En la torca, José Collado, amigo de la familia, señala hacia la sima en presencia de José Rodríguez y José Manuel Fernández, nietos de Eloy.. /María Gil
En la torca, José Collado, amigo de la familia, señala hacia la sima en presencia de José Rodríguez y José Manuel Fernández, nietos de Eloy.. / María Gil
álvaro machín
ÁLVARO MACHÍNLeón

José Manuel estuvo dándole vueltas. Cómo decírselo a Mercedes. Ella, que tiene 78 años, se quedó sorda y anda delicada de salud. Cómo decirle que los restos de su padre, al que vio por última vez siendo una cría antes de que se lo llevaran, habían aparecido en una torca perdida allá arriba.
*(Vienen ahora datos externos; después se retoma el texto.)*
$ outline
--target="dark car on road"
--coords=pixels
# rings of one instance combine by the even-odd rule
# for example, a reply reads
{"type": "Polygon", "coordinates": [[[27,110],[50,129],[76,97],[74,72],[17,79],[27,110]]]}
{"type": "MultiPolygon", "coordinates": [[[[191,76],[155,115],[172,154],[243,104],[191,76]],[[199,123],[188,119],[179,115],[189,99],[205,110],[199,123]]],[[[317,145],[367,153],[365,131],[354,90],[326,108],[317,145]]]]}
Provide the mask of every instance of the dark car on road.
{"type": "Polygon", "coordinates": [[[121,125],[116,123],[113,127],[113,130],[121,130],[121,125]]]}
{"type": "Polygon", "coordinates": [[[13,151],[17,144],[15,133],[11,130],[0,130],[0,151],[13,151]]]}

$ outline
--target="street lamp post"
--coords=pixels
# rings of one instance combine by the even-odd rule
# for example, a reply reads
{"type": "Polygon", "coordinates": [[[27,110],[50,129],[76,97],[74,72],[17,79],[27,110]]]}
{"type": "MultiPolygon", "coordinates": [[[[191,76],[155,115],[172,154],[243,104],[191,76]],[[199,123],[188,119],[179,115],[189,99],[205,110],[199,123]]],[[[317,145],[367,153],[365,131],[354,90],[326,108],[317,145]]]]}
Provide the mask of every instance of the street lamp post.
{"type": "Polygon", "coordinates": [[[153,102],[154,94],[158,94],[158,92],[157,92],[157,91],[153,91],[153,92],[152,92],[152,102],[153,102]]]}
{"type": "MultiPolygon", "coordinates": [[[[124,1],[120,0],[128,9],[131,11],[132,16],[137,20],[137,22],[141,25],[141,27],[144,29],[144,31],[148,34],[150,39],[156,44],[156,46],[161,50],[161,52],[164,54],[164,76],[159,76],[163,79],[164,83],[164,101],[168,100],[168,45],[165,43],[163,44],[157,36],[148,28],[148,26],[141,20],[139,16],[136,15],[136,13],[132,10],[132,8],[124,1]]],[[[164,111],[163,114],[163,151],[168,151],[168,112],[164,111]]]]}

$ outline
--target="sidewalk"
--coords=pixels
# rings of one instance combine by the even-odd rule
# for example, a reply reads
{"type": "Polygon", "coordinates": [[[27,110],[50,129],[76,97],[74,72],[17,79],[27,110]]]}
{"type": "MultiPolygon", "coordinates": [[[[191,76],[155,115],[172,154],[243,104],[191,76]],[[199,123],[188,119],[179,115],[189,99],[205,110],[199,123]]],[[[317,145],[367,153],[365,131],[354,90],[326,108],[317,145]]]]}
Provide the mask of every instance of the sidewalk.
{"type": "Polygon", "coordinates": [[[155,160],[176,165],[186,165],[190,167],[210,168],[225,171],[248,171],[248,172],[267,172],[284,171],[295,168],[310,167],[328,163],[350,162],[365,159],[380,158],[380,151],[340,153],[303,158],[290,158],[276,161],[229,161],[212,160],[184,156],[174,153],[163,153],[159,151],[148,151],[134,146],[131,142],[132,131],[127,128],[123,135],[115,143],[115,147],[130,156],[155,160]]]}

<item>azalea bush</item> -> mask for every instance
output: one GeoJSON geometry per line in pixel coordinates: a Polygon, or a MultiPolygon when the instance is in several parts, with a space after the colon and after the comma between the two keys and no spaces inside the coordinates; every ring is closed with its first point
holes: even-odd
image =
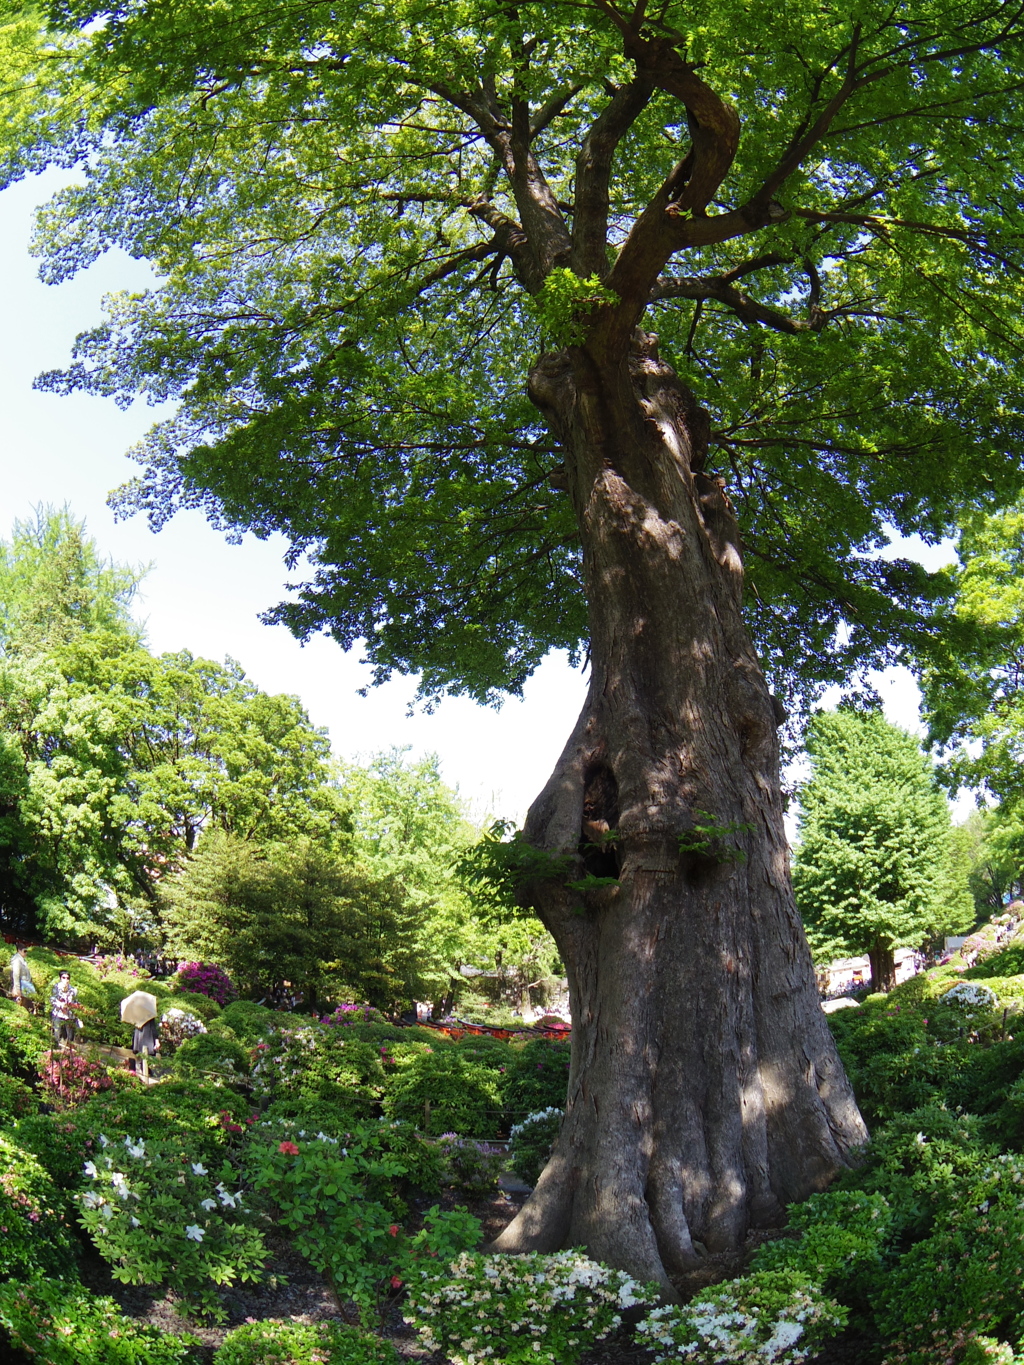
{"type": "Polygon", "coordinates": [[[656,1298],[656,1286],[579,1251],[466,1251],[411,1277],[405,1320],[428,1350],[443,1351],[455,1365],[492,1357],[507,1365],[571,1365],[620,1325],[625,1309],[656,1298]]]}
{"type": "Polygon", "coordinates": [[[275,1221],[366,1320],[401,1288],[411,1266],[453,1256],[481,1232],[465,1210],[441,1213],[435,1205],[422,1229],[407,1235],[398,1191],[413,1168],[388,1150],[387,1127],[364,1125],[344,1138],[299,1131],[269,1142],[257,1132],[249,1157],[253,1183],[272,1200],[275,1221]]]}
{"type": "Polygon", "coordinates": [[[217,1291],[260,1278],[268,1252],[229,1162],[210,1170],[173,1141],[100,1134],[84,1174],[79,1217],[123,1284],[169,1286],[220,1321],[217,1291]]]}
{"type": "Polygon", "coordinates": [[[508,1164],[528,1185],[536,1185],[548,1164],[551,1148],[565,1117],[563,1109],[553,1106],[527,1114],[508,1134],[508,1164]]]}
{"type": "Polygon", "coordinates": [[[126,1318],[113,1299],[61,1280],[0,1284],[0,1326],[43,1365],[185,1365],[195,1337],[126,1318]]]}
{"type": "Polygon", "coordinates": [[[497,1073],[454,1048],[414,1054],[387,1078],[384,1113],[427,1133],[493,1137],[501,1111],[497,1073]]]}
{"type": "Polygon", "coordinates": [[[252,1093],[344,1105],[353,1120],[369,1117],[384,1091],[380,1049],[321,1024],[282,1028],[256,1044],[252,1093]]]}
{"type": "Polygon", "coordinates": [[[249,1052],[236,1039],[221,1033],[186,1038],[174,1055],[174,1069],[182,1076],[214,1075],[244,1080],[249,1074],[249,1052]]]}
{"type": "Polygon", "coordinates": [[[519,1123],[540,1109],[565,1108],[570,1050],[569,1043],[553,1038],[508,1048],[501,1097],[509,1123],[519,1123]]]}
{"type": "Polygon", "coordinates": [[[214,1365],[400,1365],[388,1341],[338,1322],[247,1322],[224,1338],[214,1365]]]}
{"type": "Polygon", "coordinates": [[[42,1089],[51,1104],[81,1104],[114,1084],[99,1062],[80,1052],[47,1052],[39,1067],[42,1089]]]}
{"type": "Polygon", "coordinates": [[[218,1005],[230,1004],[238,998],[238,991],[227,972],[210,962],[180,962],[178,984],[183,991],[209,996],[218,1005]]]}
{"type": "Polygon", "coordinates": [[[438,1148],[445,1163],[446,1184],[477,1199],[498,1188],[498,1177],[505,1169],[503,1147],[442,1133],[438,1148]]]}
{"type": "Polygon", "coordinates": [[[176,1005],[164,1010],[160,1020],[160,1042],[169,1049],[180,1047],[187,1038],[198,1038],[206,1032],[206,1025],[189,1010],[176,1005]]]}
{"type": "Polygon", "coordinates": [[[31,1152],[0,1135],[0,1279],[74,1273],[64,1200],[31,1152]]]}
{"type": "Polygon", "coordinates": [[[662,1361],[792,1365],[846,1324],[847,1311],[795,1270],[761,1270],[705,1289],[688,1304],[654,1308],[637,1340],[662,1361]]]}

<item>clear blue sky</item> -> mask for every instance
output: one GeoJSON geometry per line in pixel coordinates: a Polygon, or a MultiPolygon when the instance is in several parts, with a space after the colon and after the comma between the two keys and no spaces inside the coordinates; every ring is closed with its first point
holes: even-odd
{"type": "MultiPolygon", "coordinates": [[[[152,565],[139,606],[151,648],[186,648],[218,660],[230,655],[259,686],[301,697],[313,721],[329,729],[339,755],[366,756],[396,744],[411,745],[417,755],[436,752],[446,780],[458,786],[476,818],[520,818],[583,702],[584,680],[564,659],[546,662],[524,700],[500,710],[449,700],[434,715],[410,717],[411,681],[396,680],[361,698],[357,691],[368,679],[358,650],[344,654],[323,638],[303,648],[283,628],[259,622],[258,613],[283,593],[282,541],[247,537],[228,545],[197,513],[180,514],[156,536],[139,519],[114,521],[107,494],[131,476],[126,452],[152,422],[152,409],[136,404],[122,411],[108,399],[41,393],[32,381],[67,361],[76,333],[99,321],[105,293],[144,288],[149,274],[114,253],[67,283],[39,282],[28,252],[32,210],[60,183],[48,174],[0,194],[0,535],[35,504],[66,502],[106,554],[152,565]]],[[[909,675],[893,670],[881,686],[890,719],[916,726],[909,675]]]]}

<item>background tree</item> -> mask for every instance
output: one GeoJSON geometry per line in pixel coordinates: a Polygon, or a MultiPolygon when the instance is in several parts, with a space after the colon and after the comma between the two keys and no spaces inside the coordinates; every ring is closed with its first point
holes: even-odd
{"type": "Polygon", "coordinates": [[[577,885],[522,890],[571,983],[569,1108],[502,1245],[667,1288],[864,1136],[747,622],[797,700],[891,661],[946,583],[873,552],[1020,487],[1019,12],[48,16],[11,173],[85,183],[44,273],[117,244],[161,280],[49,381],[178,400],[121,505],[282,531],[312,577],[274,618],[427,696],[589,657],[525,827],[577,885]]]}
{"type": "Polygon", "coordinates": [[[796,903],[824,958],[867,953],[875,990],[896,984],[893,950],[966,933],[949,806],[913,735],[877,711],[841,709],[808,729],[796,903]]]}

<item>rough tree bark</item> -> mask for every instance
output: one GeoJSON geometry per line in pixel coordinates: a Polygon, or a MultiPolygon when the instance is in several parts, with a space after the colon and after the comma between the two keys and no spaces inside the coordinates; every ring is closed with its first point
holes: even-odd
{"type": "Polygon", "coordinates": [[[702,472],[706,414],[642,332],[603,371],[542,356],[530,393],[565,450],[591,682],[524,833],[618,884],[526,888],[568,972],[572,1065],[551,1161],[495,1246],[583,1245],[670,1290],[867,1134],[793,904],[781,717],[728,499],[702,472]]]}
{"type": "Polygon", "coordinates": [[[888,947],[875,944],[868,952],[871,963],[871,989],[891,991],[896,985],[896,957],[892,944],[888,947]]]}

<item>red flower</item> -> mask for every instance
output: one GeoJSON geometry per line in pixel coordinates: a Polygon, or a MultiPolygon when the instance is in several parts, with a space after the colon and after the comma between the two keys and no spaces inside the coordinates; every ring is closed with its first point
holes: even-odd
{"type": "Polygon", "coordinates": [[[397,1224],[397,1223],[392,1223],[391,1226],[388,1228],[388,1232],[391,1233],[391,1236],[392,1236],[392,1237],[397,1237],[397,1236],[398,1236],[398,1224],[397,1224]]]}
{"type": "Polygon", "coordinates": [[[284,1152],[285,1156],[298,1156],[299,1154],[299,1149],[294,1142],[282,1142],[277,1150],[284,1152]]]}
{"type": "Polygon", "coordinates": [[[392,1289],[401,1289],[401,1287],[402,1287],[402,1277],[401,1277],[401,1275],[392,1275],[392,1276],[391,1276],[391,1288],[392,1288],[392,1289]]]}

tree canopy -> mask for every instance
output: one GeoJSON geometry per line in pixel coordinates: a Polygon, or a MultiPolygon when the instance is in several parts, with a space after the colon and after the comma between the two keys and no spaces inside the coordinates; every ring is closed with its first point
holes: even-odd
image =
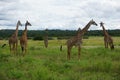
{"type": "MultiPolygon", "coordinates": [[[[0,39],[8,39],[15,30],[0,30],[0,39]]],[[[111,36],[120,36],[120,30],[107,30],[111,36]]],[[[48,30],[49,37],[69,37],[76,35],[76,30],[48,30]]],[[[20,37],[22,30],[19,30],[18,36],[20,37]]],[[[28,37],[44,37],[44,30],[28,30],[28,37]]],[[[85,33],[85,36],[103,36],[102,30],[90,30],[85,33]]]]}

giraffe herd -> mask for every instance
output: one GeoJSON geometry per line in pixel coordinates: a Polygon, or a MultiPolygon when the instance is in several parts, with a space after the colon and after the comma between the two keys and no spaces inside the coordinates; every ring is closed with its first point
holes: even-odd
{"type": "MultiPolygon", "coordinates": [[[[67,40],[67,59],[70,60],[71,57],[71,49],[73,46],[78,47],[78,59],[80,59],[80,51],[81,51],[81,44],[82,44],[82,37],[84,34],[87,32],[89,27],[91,25],[97,26],[97,23],[92,19],[88,22],[88,24],[83,28],[83,29],[78,29],[76,36],[70,38],[67,40]]],[[[21,22],[18,20],[17,25],[16,25],[16,30],[12,34],[12,36],[9,38],[9,47],[10,47],[10,52],[17,54],[17,46],[18,46],[18,27],[22,26],[21,22]]],[[[27,26],[32,26],[28,21],[25,23],[25,29],[22,32],[22,36],[20,37],[20,46],[22,50],[22,55],[24,56],[27,53],[27,26]]],[[[108,45],[110,46],[111,50],[114,49],[114,44],[113,44],[113,39],[111,36],[108,34],[108,32],[105,30],[104,23],[101,22],[100,26],[103,29],[104,33],[104,45],[105,48],[108,48],[108,45]]],[[[48,30],[46,29],[45,36],[44,36],[44,44],[45,47],[48,47],[48,30]]],[[[62,51],[62,50],[61,50],[62,51]]]]}
{"type": "MultiPolygon", "coordinates": [[[[13,54],[17,54],[17,47],[18,47],[18,27],[22,26],[20,20],[18,20],[17,25],[16,25],[16,30],[12,34],[12,36],[9,38],[9,47],[10,47],[10,52],[13,54]]],[[[31,26],[31,24],[26,21],[25,23],[25,30],[22,32],[22,36],[20,38],[20,46],[22,49],[22,54],[23,56],[27,52],[27,26],[31,26]]]]}

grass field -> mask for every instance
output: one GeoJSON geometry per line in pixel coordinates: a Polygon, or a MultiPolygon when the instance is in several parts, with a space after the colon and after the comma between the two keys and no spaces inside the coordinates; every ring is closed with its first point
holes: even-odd
{"type": "MultiPolygon", "coordinates": [[[[24,57],[20,46],[19,54],[13,55],[7,45],[0,48],[0,80],[120,80],[120,37],[113,39],[113,51],[104,48],[103,37],[84,39],[80,60],[73,47],[69,61],[66,40],[50,40],[48,48],[43,41],[29,40],[24,57]]],[[[7,41],[0,41],[0,46],[3,43],[7,41]]]]}

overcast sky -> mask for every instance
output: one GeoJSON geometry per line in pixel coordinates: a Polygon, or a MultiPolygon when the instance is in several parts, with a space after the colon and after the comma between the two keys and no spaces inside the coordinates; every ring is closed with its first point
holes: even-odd
{"type": "MultiPolygon", "coordinates": [[[[120,0],[0,0],[0,29],[15,29],[18,20],[28,20],[29,30],[76,30],[91,19],[103,21],[106,29],[120,29],[120,0]]],[[[101,27],[89,28],[96,29],[101,27]]]]}

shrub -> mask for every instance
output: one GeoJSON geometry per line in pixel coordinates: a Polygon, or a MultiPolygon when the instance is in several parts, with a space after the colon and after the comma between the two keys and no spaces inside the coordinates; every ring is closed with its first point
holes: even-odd
{"type": "Polygon", "coordinates": [[[88,39],[89,37],[88,36],[83,36],[83,39],[88,39]]]}
{"type": "Polygon", "coordinates": [[[43,40],[43,37],[42,36],[35,36],[35,37],[33,37],[33,40],[43,40]]]}

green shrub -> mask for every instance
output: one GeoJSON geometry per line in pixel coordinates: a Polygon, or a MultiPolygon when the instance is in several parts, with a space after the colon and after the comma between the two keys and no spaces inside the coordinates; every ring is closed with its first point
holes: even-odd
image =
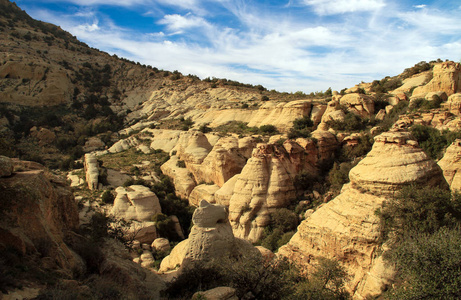
{"type": "Polygon", "coordinates": [[[183,161],[183,160],[178,160],[176,162],[176,166],[178,166],[179,168],[185,168],[186,167],[186,163],[183,161]]]}
{"type": "Polygon", "coordinates": [[[423,125],[413,125],[410,131],[418,141],[419,146],[432,159],[441,158],[443,149],[449,145],[449,141],[445,135],[441,134],[440,131],[435,128],[423,125]]]}
{"type": "Polygon", "coordinates": [[[113,204],[115,200],[114,194],[111,191],[104,191],[101,196],[101,201],[104,204],[113,204]]]}
{"type": "Polygon", "coordinates": [[[261,134],[274,135],[278,133],[278,130],[274,125],[262,125],[259,127],[259,132],[261,134]]]}
{"type": "Polygon", "coordinates": [[[393,251],[400,284],[387,292],[389,299],[460,299],[461,231],[441,228],[418,233],[393,251]]]}
{"type": "Polygon", "coordinates": [[[344,116],[344,121],[330,120],[327,125],[337,131],[362,131],[366,129],[369,121],[362,119],[354,113],[348,112],[344,116]]]}
{"type": "Polygon", "coordinates": [[[340,190],[343,184],[349,182],[349,171],[354,167],[354,163],[343,162],[338,164],[335,162],[330,172],[328,173],[328,182],[332,189],[340,190]]]}
{"type": "Polygon", "coordinates": [[[407,186],[384,202],[377,214],[382,240],[393,233],[399,242],[416,233],[433,234],[461,224],[461,196],[452,197],[448,189],[438,187],[407,186]]]}
{"type": "Polygon", "coordinates": [[[296,119],[293,121],[293,128],[288,133],[289,139],[296,139],[298,137],[308,138],[313,130],[314,123],[308,116],[296,119]]]}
En Picos de Europa, entre los roquedos de la ladera norte del pico Samelar, en un punto del mapa que pertenece a Cillorigo de Liébana (Cantabria). Cómo decirle, además, que encontraron esos restos seis meses antes y que se lo había ocultado hasta que el ADN confirmó que sí, que era él. Cómo explicar todo eso.

Al final, puso una foto de una bisnieta recién nacida de la mujer en el encabezamiento de un papel y empezó a escribir un texto que plantó ante ella al día siguiente. «Te traigo una buena noticia», puso al principio. Luego, una narración larga. Llena de detalles. Los espeleólogos, las sospechas, los contactos con la Guardia Civil, las gestiones, el análisis...

Y, a mitad de la tercera página, en negrita, la frase: «Son los restos de tu padre». Los restos de Eloy Campillo, guarda en Picos y alcalde de barrio en Sotres desaparecido en 1945. Los maquis le subieron al monte señalado como delator de una emboscada que les tendió la Guardia Civil en Pandébano, allí al lado, el 22 de abril de 1945. Hace 74 años. Este es el relato de un hallazgo casual que casi cierra una historia dura e increíble.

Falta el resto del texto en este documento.